In higher-order organisms, long DNA strands are tightly packed in the cell nucleus to accommodate spatial constraints. As different parts of the DNA structure are continuously accessed and operated on by a machinery of functional molecules, the packing is highly dynamic and carefully controlled. During the process of coiling and uncoiling of the DNA and supporting protein structures, important physical interactions between different genomic regions take place. These so-called chromatin interactions regulate cellular functions and aid in responding to external biological signals. Capturing evolving multiway chromatin interaction patterns is therefore of crucial importance for understanding genetic regulatory mechanisms and genomic network modules. This project aims to advance platforms for measuring single-cell chromatin interactions and develop accompanying machine learning algorithms that enable efficient information extraction from the acquired data.
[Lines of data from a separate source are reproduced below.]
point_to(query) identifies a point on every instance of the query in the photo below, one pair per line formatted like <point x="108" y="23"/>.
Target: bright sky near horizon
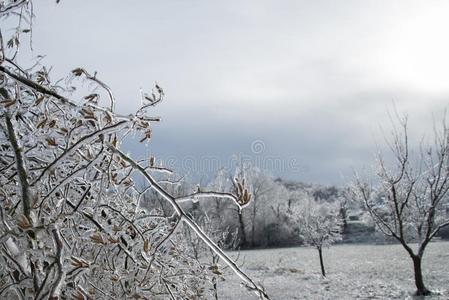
<point x="312" y="80"/>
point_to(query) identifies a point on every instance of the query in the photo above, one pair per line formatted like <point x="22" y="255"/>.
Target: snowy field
<point x="354" y="272"/>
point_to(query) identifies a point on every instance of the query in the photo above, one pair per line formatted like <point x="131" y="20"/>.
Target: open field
<point x="354" y="272"/>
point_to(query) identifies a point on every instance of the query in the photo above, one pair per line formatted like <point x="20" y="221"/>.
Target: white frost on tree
<point x="410" y="198"/>
<point x="72" y="225"/>
<point x="318" y="223"/>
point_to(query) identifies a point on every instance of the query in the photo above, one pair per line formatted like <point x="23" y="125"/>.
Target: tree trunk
<point x="242" y="232"/>
<point x="320" y="252"/>
<point x="421" y="289"/>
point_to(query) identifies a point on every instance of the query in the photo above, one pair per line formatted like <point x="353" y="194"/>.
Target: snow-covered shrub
<point x="72" y="225"/>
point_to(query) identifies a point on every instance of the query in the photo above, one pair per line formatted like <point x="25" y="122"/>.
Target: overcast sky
<point x="312" y="80"/>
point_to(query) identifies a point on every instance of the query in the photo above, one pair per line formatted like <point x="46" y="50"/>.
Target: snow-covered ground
<point x="354" y="272"/>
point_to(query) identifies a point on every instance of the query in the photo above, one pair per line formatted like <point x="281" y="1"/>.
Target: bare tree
<point x="318" y="224"/>
<point x="408" y="202"/>
<point x="72" y="225"/>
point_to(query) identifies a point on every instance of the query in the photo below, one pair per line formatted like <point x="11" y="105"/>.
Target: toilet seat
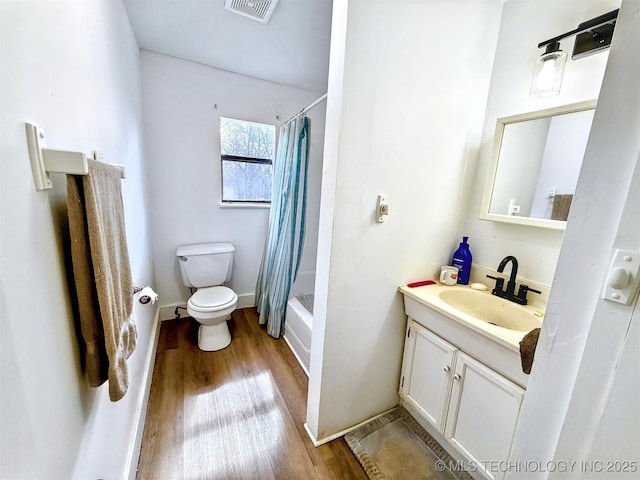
<point x="212" y="299"/>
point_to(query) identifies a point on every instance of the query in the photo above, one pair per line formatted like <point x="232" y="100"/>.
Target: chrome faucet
<point x="509" y="292"/>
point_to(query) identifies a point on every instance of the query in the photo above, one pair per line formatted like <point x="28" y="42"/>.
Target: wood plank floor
<point x="233" y="414"/>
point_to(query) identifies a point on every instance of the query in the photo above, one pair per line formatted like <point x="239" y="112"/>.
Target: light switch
<point x="382" y="208"/>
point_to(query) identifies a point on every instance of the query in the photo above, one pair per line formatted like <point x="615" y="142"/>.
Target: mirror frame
<point x="501" y="123"/>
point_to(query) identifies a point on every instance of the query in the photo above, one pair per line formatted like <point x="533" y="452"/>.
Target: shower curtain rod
<point x="308" y="107"/>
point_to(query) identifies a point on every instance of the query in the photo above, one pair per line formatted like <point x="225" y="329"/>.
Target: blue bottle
<point x="462" y="260"/>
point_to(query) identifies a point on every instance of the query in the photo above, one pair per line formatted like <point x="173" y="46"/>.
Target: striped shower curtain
<point x="285" y="236"/>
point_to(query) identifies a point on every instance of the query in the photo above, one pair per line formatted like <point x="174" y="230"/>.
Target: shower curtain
<point x="285" y="236"/>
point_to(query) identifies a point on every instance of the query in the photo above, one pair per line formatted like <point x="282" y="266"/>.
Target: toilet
<point x="206" y="267"/>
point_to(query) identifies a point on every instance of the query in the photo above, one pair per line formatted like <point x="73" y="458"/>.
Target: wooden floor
<point x="233" y="414"/>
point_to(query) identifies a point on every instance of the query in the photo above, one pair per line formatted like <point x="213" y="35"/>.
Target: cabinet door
<point x="483" y="413"/>
<point x="426" y="380"/>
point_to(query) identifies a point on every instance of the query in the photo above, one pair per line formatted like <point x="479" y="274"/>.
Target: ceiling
<point x="292" y="48"/>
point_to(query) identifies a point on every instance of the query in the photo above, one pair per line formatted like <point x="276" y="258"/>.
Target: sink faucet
<point x="509" y="292"/>
<point x="511" y="284"/>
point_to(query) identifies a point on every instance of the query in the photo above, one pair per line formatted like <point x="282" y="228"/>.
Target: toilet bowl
<point x="211" y="307"/>
<point x="206" y="267"/>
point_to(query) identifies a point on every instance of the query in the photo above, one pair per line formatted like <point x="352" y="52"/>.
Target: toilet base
<point x="214" y="337"/>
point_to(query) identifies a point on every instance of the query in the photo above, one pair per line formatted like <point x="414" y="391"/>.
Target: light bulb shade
<point x="548" y="73"/>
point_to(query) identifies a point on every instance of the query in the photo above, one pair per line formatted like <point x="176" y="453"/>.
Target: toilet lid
<point x="212" y="297"/>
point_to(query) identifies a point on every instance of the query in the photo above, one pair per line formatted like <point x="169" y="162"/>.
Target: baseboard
<point x="322" y="441"/>
<point x="144" y="399"/>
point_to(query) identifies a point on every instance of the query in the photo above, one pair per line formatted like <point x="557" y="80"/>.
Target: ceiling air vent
<point x="259" y="10"/>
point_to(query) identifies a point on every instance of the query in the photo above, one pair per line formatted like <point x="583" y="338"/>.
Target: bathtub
<point x="299" y="318"/>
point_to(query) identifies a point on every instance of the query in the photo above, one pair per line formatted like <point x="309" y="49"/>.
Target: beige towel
<point x="561" y="206"/>
<point x="528" y="346"/>
<point x="102" y="274"/>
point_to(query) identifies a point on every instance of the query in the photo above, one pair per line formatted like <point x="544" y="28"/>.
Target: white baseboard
<point x="322" y="441"/>
<point x="144" y="398"/>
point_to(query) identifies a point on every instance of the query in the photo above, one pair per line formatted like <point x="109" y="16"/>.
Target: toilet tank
<point x="205" y="264"/>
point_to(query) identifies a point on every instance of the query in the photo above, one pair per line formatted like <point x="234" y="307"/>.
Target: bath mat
<point x="396" y="447"/>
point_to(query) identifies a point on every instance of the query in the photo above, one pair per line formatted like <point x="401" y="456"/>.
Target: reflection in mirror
<point x="535" y="165"/>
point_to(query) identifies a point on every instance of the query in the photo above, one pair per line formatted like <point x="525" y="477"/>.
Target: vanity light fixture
<point x="592" y="36"/>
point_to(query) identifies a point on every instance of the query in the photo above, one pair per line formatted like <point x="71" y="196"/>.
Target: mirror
<point x="535" y="164"/>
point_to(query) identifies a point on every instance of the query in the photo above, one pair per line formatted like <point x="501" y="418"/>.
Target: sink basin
<point x="491" y="309"/>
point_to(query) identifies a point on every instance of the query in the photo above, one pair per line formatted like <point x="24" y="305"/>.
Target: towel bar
<point x="45" y="161"/>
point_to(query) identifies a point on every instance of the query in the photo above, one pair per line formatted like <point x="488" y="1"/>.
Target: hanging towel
<point x="528" y="349"/>
<point x="561" y="206"/>
<point x="102" y="274"/>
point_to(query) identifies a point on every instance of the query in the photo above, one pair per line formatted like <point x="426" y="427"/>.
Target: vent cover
<point x="259" y="10"/>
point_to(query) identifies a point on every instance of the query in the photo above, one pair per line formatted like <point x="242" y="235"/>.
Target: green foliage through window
<point x="247" y="150"/>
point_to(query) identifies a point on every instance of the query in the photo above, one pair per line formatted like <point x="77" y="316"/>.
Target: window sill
<point x="243" y="205"/>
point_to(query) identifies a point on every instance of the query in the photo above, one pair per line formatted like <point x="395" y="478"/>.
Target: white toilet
<point x="206" y="266"/>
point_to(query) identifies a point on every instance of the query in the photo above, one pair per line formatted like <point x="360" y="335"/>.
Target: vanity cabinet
<point x="473" y="407"/>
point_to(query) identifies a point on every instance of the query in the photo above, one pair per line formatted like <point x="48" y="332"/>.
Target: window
<point x="247" y="150"/>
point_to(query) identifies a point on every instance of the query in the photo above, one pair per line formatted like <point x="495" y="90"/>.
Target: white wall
<point x="525" y="23"/>
<point x="403" y="120"/>
<point x="73" y="69"/>
<point x="182" y="105"/>
<point x="583" y="394"/>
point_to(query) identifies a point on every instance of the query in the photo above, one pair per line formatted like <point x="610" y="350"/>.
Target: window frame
<point x="245" y="159"/>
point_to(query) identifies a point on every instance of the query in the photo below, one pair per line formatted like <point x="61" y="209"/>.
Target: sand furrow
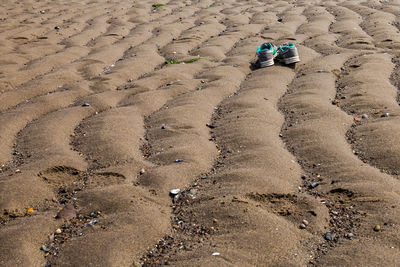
<point x="315" y="132"/>
<point x="372" y="137"/>
<point x="211" y="127"/>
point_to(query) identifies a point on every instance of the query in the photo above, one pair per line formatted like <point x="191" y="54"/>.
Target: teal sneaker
<point x="266" y="54"/>
<point x="288" y="54"/>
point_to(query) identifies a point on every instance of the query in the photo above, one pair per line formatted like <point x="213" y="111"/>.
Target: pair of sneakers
<point x="286" y="53"/>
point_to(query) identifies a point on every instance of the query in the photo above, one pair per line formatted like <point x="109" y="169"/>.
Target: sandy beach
<point x="107" y="106"/>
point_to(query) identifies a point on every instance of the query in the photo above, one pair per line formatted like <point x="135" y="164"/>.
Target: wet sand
<point x="279" y="166"/>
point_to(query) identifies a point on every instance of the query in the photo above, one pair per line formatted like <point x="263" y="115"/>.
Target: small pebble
<point x="328" y="236"/>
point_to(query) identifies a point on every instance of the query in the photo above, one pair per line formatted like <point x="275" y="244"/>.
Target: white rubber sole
<point x="291" y="60"/>
<point x="267" y="63"/>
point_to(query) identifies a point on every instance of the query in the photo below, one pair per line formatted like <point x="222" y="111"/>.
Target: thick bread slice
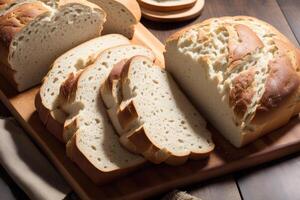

The specific machine learning questions to be addressed include denoising and imputing multiway chromatin measurements, extracting dynamic chromatin community signatures via new hypergraph clustering methods and determining local and long-range interactions patterns through appropriate generalizations of PageRank methods. Furthermore, special attention will be placed on interpreting the findings within different biological contexts. To maximize the utility of the new algorithmic schemes, all relevant implementations supporting single-cell chromatin interaction data mining and analysis will be made readily available to the public.
This award reflects NSF's statutory mission and has been deemed worthy of support through evaluation using the Foundation's intellectual merit and broader impacts review criteria.